Irfan mengatakan, sejak 2010 hingga 2017 saja, kerugian yang diakibatkan karena adanya investasi bodong mencapai 105 triliun lebih secara nasional. Di DIY, sendiri angka investasi bodong juga masih tinggi.
"Untuk DIY, saya gak punya datanya. Yang pasti secara nasional itu kerugian akibat investasi bodong sekitar 105 sekian triliun. Jutaan orang yang terlibat di situ. Artinya masyarakat butuh wahana investasi yang baik. Masyarakat ada yang tidak tahu bagaimana caranya investasi sehingga terjebak diinvestasi bodong," katanya.
Untuk itu, perlu adanya sosialisasi dan edukasi terkait investasi tersebut terhadap masyarakat. Tujuannya agar masyarakata melek investasi dan tidak terjebak dalam investasi bodong.
"Kita edukasi, kita sosialisasi, kita tawarkan ada investasi yang sangat manarik yang bisa dimanfaatkan masyarakat. Pilihannya banyak, kalau di pasar modal ada saham, ada obligasi ada reksadana dan termasuk ini (SBR004)," ujarnya.

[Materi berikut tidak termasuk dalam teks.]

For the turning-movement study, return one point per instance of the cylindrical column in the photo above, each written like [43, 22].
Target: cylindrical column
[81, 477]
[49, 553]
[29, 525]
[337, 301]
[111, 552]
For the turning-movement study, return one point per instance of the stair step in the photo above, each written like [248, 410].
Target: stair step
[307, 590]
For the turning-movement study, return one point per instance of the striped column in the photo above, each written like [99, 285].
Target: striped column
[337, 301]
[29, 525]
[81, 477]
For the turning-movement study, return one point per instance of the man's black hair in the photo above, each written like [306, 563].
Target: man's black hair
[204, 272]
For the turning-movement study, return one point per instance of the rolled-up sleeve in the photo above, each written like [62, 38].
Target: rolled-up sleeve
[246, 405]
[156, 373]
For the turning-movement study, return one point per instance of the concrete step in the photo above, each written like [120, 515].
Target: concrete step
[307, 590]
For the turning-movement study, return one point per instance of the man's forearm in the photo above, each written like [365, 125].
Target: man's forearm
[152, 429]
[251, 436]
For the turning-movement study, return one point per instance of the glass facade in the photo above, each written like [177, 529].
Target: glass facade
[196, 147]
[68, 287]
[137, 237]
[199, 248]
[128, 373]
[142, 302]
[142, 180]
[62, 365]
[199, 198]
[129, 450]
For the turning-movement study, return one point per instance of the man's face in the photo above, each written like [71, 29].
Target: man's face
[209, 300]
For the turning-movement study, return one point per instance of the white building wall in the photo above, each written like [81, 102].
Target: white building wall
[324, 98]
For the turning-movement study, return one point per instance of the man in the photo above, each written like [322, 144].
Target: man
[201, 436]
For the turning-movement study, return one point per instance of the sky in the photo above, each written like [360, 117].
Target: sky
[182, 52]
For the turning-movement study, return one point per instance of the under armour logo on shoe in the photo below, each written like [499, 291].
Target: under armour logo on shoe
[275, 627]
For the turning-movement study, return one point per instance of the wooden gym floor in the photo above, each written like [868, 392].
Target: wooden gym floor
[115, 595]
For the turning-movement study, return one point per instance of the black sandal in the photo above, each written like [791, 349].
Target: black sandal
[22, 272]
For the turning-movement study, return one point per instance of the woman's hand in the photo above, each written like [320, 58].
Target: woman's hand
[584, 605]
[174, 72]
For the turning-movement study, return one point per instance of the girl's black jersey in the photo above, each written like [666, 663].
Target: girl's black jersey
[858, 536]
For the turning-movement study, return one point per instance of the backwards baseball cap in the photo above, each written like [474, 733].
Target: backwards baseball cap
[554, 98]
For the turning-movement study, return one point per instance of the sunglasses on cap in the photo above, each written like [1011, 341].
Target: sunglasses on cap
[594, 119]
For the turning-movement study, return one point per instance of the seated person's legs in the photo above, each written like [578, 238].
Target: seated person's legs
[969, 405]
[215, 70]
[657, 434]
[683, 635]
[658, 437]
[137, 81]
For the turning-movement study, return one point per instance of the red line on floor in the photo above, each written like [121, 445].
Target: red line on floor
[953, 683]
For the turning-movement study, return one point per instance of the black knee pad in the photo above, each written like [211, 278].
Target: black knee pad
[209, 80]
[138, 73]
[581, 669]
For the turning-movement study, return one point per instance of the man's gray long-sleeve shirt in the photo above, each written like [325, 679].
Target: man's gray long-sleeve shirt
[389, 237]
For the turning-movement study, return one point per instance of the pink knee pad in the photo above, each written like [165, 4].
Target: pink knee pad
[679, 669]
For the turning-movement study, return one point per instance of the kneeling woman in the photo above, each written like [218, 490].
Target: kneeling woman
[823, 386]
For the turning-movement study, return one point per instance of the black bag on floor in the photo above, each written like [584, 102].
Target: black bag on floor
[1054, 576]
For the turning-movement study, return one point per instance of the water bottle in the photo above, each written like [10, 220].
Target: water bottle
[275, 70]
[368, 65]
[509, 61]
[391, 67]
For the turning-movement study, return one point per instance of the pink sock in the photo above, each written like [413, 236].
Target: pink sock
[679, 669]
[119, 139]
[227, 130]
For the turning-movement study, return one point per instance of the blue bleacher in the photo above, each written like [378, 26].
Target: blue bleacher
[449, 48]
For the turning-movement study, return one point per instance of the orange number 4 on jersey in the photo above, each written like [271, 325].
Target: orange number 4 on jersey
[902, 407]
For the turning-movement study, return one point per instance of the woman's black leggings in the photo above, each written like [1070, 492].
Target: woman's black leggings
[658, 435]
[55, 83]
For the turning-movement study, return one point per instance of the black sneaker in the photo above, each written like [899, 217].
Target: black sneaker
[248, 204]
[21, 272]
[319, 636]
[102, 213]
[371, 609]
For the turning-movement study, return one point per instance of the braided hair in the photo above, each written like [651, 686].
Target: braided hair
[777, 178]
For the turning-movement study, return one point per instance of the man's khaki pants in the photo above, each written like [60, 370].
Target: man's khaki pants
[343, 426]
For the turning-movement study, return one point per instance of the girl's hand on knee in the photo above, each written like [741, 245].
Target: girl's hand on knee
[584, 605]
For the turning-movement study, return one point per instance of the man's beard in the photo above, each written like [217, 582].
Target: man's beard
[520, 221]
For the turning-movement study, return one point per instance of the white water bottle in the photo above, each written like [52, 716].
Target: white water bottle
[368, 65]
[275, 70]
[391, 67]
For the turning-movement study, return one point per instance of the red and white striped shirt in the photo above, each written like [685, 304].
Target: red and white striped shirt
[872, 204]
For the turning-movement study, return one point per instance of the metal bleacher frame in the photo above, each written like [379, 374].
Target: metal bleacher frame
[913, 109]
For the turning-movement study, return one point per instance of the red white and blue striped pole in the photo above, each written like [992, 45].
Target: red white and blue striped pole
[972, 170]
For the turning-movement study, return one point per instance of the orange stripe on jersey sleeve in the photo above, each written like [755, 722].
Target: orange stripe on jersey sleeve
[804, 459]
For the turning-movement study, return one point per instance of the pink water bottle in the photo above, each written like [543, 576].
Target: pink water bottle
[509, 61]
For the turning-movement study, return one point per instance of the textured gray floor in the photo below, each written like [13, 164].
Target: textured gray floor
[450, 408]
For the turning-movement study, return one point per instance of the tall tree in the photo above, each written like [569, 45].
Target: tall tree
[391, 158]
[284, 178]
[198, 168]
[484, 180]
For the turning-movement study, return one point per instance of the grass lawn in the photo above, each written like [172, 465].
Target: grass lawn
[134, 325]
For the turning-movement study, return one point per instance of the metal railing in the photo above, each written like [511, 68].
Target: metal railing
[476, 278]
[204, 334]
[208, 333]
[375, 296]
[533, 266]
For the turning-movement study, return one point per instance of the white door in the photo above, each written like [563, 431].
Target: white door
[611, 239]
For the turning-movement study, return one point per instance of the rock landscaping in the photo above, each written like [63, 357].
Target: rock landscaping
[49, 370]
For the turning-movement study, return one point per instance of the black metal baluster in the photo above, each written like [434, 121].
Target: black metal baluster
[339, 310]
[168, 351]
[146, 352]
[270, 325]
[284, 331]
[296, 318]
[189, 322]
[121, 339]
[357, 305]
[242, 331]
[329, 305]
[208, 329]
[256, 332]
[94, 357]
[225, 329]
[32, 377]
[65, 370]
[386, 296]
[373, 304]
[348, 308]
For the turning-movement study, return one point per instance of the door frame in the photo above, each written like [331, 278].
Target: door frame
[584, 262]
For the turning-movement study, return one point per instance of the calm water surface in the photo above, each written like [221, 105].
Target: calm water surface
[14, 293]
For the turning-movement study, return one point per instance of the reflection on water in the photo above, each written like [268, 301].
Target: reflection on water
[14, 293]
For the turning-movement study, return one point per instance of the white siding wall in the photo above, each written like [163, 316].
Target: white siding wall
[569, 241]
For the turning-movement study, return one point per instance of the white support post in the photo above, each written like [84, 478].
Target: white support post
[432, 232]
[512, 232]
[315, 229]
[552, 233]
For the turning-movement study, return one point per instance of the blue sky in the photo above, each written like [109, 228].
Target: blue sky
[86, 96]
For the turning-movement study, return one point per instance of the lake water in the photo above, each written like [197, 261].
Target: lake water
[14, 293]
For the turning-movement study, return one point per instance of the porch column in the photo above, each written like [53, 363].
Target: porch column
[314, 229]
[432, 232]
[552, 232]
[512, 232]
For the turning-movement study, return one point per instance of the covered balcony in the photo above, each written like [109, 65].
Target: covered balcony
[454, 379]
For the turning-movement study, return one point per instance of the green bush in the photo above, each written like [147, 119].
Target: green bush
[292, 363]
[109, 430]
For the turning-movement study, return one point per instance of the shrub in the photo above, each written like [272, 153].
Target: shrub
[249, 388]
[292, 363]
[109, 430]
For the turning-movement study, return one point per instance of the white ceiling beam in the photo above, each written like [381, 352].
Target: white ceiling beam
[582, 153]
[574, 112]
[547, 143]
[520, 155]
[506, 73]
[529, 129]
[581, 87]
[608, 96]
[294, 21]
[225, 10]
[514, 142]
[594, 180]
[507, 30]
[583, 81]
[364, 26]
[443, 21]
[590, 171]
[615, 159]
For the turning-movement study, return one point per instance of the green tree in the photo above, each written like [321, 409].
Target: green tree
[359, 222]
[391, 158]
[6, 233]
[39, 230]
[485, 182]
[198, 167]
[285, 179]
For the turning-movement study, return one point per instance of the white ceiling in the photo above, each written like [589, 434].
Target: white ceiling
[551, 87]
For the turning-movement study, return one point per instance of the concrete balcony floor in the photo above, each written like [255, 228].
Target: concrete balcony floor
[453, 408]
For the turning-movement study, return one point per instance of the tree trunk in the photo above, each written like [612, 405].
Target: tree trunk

Sebelumnya, pemerintah resmi menjual surat utang negara (SUN) atau Savings Bond Ritel (SBR) seri SBR004 secara online mulai Senin (20/8) kemarin. Direktur Jenderal Pengelolaan Pembiayaan dan Risiko Kementerian Keuangan (Kemenkeu) Luky Alfirman mengatakan pembelian minimum SBR004 sebesar satu juta rupiah dan maksimum tiga miliar rupiah.
"Yang SBR004 kita turunkan target minimumnya satu juta rupiah kemudian dengan kelipatannya. Kemudian juga misalkan dulu berbasis Lembaga Penjamin Simpanan (LPS) rate sekarang BI 7-Day Reverse Repo Rate," kata Luky di Bursa Efek Indonesia (BEI), Senin (20/8).